Well, Mr Joyce, I have some advice for you:  DUMP NOVOPAY!!!

And this is why:
*  Novopay is a poorly written computer program.
*  Novopay is a poorly built computer program.
*  It had 147 bugs before it went live.
*  Not all of those bugs are fixed six months after going live.
*  More bugs are appearing each pay round in addition to the orginal bugs.
*  No one seems to understand how Novopay was written or built.
*  Other IT experts say it is junk programming.
*  The people at NZ Post have suffered another Talent2 payroll since April 2011 and it is only just now coming right after 20+ months of stuff ups and disruptions.

And all this is in addition to the fact that Talent2 did not meet most, if any, of their milestones and took longer than was planned to deliver the program and that it was never properly trialled.

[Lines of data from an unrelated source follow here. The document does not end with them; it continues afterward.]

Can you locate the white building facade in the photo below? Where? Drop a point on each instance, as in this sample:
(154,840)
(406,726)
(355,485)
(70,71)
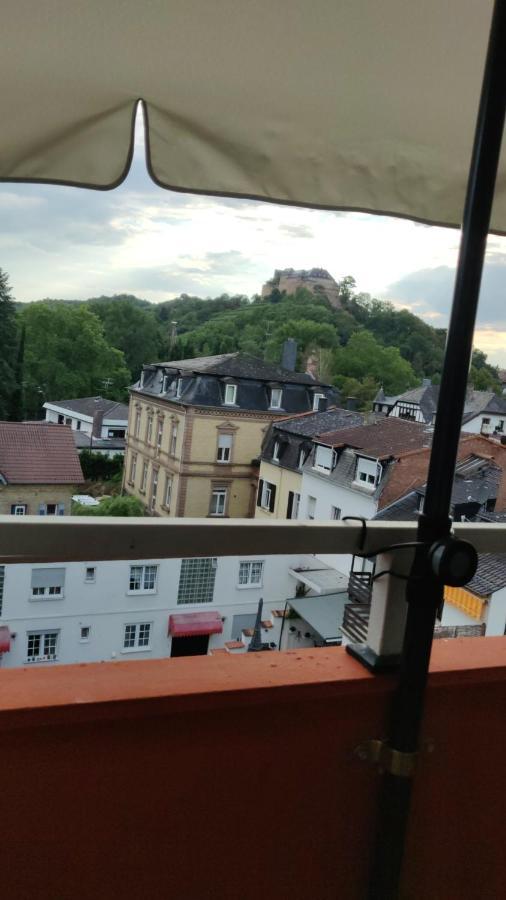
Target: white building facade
(97,611)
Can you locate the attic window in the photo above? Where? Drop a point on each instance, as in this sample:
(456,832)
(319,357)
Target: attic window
(276,398)
(230,394)
(368,472)
(325,459)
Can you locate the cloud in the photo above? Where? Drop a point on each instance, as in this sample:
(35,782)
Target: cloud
(429,292)
(297,231)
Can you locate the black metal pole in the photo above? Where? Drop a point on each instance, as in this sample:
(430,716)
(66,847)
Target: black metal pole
(425,591)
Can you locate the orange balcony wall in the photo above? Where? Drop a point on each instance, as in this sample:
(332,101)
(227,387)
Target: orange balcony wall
(234,776)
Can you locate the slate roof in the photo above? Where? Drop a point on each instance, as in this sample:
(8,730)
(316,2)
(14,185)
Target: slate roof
(240,365)
(313,423)
(297,431)
(490,576)
(476,481)
(384,438)
(426,396)
(88,406)
(38,454)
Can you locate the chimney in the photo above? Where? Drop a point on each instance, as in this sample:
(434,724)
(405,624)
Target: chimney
(98,418)
(289,355)
(172,335)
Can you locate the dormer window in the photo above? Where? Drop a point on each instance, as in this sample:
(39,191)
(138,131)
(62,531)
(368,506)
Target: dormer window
(316,401)
(368,472)
(230,394)
(325,459)
(276,398)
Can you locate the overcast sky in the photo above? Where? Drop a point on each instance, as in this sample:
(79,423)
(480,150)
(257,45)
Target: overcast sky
(72,243)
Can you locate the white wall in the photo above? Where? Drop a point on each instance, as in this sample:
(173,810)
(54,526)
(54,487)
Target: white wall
(351,502)
(496,617)
(106,607)
(474,426)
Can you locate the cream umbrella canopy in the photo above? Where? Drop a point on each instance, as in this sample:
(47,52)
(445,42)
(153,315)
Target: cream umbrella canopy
(341,104)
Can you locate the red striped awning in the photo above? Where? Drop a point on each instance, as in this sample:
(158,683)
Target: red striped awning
(189,624)
(5,639)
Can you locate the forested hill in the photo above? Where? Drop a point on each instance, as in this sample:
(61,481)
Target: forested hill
(56,349)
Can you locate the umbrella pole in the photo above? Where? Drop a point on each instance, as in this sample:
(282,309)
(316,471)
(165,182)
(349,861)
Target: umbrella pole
(425,592)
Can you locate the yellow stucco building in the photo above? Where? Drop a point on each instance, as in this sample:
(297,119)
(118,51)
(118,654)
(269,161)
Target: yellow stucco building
(196,428)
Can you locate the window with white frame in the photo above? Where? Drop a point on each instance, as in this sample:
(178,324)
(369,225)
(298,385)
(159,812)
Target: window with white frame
(18,509)
(52,509)
(224,447)
(167,497)
(303,455)
(276,398)
(142,579)
(368,472)
(316,401)
(196,580)
(266,496)
(137,636)
(218,504)
(154,489)
(42,646)
(250,573)
(324,459)
(230,394)
(292,509)
(47,584)
(159,433)
(173,439)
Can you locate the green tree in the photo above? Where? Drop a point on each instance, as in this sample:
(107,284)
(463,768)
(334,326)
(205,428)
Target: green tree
(8,347)
(364,357)
(129,327)
(111,506)
(66,355)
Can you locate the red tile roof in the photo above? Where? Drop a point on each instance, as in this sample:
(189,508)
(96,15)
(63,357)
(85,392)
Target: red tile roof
(38,454)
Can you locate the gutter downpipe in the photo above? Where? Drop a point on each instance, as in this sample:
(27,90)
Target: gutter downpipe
(424,592)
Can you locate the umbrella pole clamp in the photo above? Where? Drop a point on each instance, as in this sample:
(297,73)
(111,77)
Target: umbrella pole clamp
(387,759)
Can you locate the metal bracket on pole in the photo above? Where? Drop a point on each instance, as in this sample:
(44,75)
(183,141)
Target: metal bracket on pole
(387,759)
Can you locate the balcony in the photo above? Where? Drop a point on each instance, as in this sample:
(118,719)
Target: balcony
(237,776)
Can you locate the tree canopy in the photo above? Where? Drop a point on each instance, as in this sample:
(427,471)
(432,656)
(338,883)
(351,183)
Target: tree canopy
(67,355)
(9,336)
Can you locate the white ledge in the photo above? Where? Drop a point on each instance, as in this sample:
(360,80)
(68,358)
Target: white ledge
(80,538)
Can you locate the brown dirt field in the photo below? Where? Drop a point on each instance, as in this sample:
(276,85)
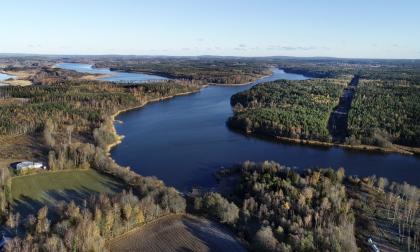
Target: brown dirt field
(178,233)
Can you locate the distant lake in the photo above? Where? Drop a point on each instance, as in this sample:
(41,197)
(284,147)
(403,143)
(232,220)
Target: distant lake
(116,76)
(184,140)
(5,77)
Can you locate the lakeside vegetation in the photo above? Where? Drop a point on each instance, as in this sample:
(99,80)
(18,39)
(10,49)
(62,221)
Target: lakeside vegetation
(74,121)
(273,207)
(385,112)
(295,109)
(276,208)
(32,192)
(208,70)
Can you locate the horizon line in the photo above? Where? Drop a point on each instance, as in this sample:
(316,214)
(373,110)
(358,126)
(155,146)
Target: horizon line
(200,55)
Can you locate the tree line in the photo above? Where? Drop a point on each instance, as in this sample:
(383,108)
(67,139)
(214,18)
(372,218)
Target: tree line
(294,109)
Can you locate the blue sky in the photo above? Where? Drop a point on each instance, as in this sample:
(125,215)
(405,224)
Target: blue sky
(353,28)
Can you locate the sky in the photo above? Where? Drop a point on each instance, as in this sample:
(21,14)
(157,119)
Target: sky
(352,28)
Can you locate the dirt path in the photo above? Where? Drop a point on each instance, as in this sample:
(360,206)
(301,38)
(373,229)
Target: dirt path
(337,124)
(178,233)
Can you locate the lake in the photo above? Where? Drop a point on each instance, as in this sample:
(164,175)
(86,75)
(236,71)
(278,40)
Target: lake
(114,76)
(184,140)
(3,77)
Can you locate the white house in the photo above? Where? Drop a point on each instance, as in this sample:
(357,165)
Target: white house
(29,165)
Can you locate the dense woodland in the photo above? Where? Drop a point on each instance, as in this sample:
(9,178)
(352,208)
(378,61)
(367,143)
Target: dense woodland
(74,120)
(276,208)
(385,112)
(295,109)
(218,71)
(282,210)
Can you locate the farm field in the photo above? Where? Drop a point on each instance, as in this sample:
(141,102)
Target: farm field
(30,193)
(178,233)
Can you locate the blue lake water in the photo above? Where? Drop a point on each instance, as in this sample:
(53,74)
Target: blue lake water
(116,76)
(5,77)
(185,139)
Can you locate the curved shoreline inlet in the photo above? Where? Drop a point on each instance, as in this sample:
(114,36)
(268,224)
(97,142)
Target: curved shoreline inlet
(3,77)
(184,140)
(113,76)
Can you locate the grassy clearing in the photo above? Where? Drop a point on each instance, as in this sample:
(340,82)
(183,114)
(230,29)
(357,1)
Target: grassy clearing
(178,233)
(30,193)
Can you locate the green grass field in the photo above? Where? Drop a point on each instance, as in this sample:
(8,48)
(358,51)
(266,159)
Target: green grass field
(29,193)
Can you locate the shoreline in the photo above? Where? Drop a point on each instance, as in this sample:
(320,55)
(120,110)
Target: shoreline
(240,84)
(119,138)
(396,149)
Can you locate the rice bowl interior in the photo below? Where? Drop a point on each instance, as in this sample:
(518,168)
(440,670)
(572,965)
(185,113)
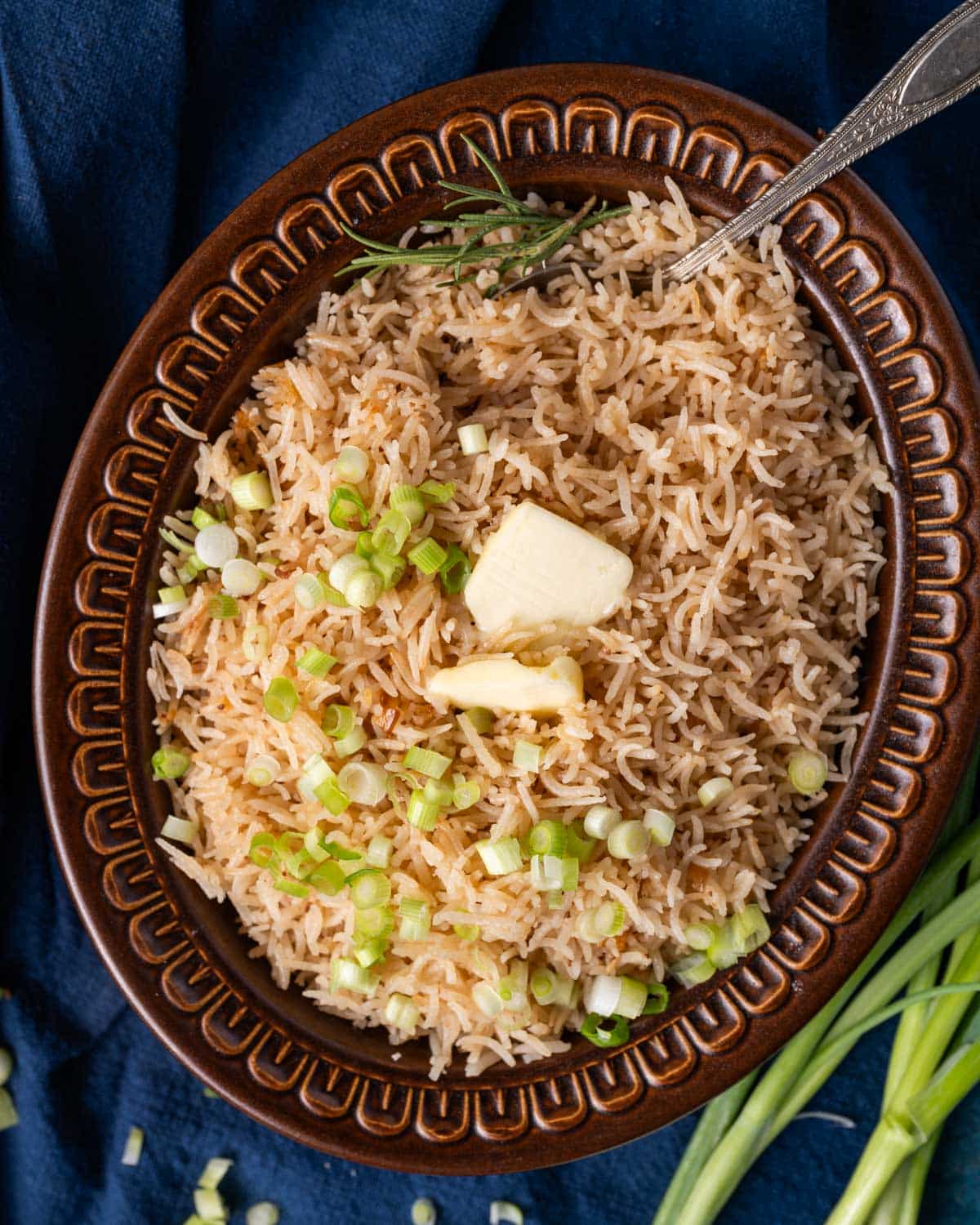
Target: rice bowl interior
(706,434)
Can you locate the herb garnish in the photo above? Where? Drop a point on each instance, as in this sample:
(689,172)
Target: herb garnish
(541,234)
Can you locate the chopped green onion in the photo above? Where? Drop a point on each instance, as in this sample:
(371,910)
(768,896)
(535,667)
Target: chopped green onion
(389,568)
(332,798)
(222,608)
(602,820)
(502,1212)
(438,494)
(693,969)
(629,840)
(353,742)
(698,936)
(252,492)
(394,529)
(134,1149)
(658,997)
(370,952)
(379,849)
(179,830)
(281,698)
(315,662)
(465,794)
(369,887)
(806,772)
(327,877)
(264,1213)
(338,720)
(421,813)
(416,920)
(480,719)
(309,592)
(549,987)
(242,577)
(473,439)
(169,762)
(715,791)
(500,855)
(402,1012)
(203,519)
(262,850)
(527,756)
(548,838)
(364,590)
(350,465)
(365,783)
(455,571)
(659,826)
(487,997)
(345,505)
(345,568)
(407,500)
(372,924)
(608,995)
(426,761)
(208,1205)
(600,923)
(347,975)
(213,1173)
(439,793)
(255,644)
(428,555)
(216,546)
(605,1031)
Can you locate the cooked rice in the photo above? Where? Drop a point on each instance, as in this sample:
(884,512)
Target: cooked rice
(706,430)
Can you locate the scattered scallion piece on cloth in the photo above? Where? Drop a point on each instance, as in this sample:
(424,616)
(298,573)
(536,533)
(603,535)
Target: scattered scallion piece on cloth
(264,1213)
(423,1212)
(134,1147)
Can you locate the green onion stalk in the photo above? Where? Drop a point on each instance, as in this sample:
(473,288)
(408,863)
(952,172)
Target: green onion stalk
(739,1126)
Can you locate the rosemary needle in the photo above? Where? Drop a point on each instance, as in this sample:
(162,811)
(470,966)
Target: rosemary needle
(538,234)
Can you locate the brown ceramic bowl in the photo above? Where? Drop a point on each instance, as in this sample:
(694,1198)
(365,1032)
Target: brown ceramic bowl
(239,303)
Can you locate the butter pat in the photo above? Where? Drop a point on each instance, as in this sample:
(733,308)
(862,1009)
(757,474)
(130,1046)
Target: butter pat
(538,568)
(506,685)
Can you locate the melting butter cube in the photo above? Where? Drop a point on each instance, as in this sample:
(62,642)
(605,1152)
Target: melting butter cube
(505,684)
(538,568)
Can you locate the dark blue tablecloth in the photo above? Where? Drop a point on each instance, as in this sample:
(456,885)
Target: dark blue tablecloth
(131,127)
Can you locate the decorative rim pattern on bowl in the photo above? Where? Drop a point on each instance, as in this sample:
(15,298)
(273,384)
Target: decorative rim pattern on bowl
(568,122)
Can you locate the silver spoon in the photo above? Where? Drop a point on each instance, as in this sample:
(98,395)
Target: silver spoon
(942,68)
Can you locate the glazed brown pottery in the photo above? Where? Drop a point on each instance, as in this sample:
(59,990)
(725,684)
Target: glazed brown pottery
(239,303)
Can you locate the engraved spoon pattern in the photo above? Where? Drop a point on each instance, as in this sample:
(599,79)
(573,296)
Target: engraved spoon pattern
(942,68)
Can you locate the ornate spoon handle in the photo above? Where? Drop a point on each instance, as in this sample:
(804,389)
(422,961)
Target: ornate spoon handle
(942,68)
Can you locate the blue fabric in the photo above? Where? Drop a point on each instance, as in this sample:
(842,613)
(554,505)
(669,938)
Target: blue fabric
(130,130)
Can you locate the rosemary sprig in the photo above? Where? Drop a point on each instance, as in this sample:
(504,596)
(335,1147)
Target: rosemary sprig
(539,234)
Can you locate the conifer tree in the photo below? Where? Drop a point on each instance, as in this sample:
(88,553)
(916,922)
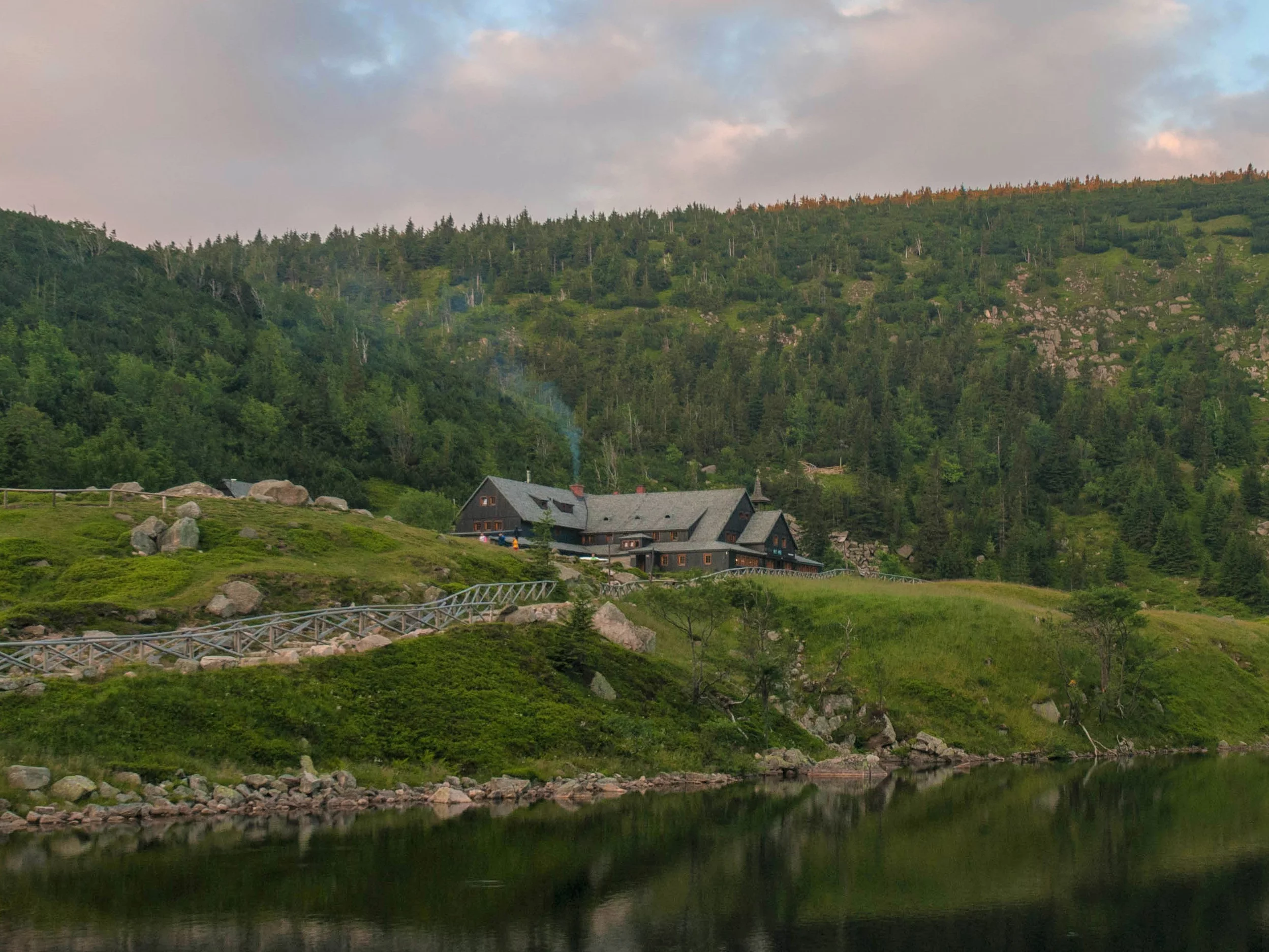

Mr Joyce says that returning to Datacom, the previous provider, would not fix the problem straight away.  But the big difference between Datacom and Novopay is this:  Datacom uses people to do the work; Novopay is a faulty computer program.  One can reason with a person and work with them to solve a problem; Novopay, being a computer program, is a different kettle of fish.

Under the old system, with Datacom, each payroll officer worked with a small group of schools.  They built a relationship with the principals and admin staff of each school and understood the needs of each school.  Yes, errors did occur, but they never rolled through weeks and months of not being solved like the errors with Novopay have.  With Datacom, often the issue was rectified the next day and a manual payment made by either them or the school to the staff member affected.  Novopay seems to say it will be fixed next payroll.... and then a few months later it isn't and more problems have compounded.

Back in 2008 I had several issues with Datacom over a few weeks when I was relieving in both primary and secondary sectors.  Because my payslips detailed where and when I was at it was easy to contact schools concerned to solve the problem.  On one occasion I had to contact Datacom directly, and after a bit of stern pursuasion, I managed to get through to someone who could solve the problem within days.  I'm glad I'm not relieving now.  To be a reliever being paid by Novopay would send me to the funny farm!!

Several weeks of misspayments was not fun.  But I feel for those support staff workers and teachers who have been affected by over/under/non payments for anywhere up to six months.  If we have to suffer through this for two years like NZ Post staff, then that is totally unacceptable!!

Quite frankly, Novopay has failed to meet the standard, and as a result, Novopay should be kicked into touch as soon as practically possible.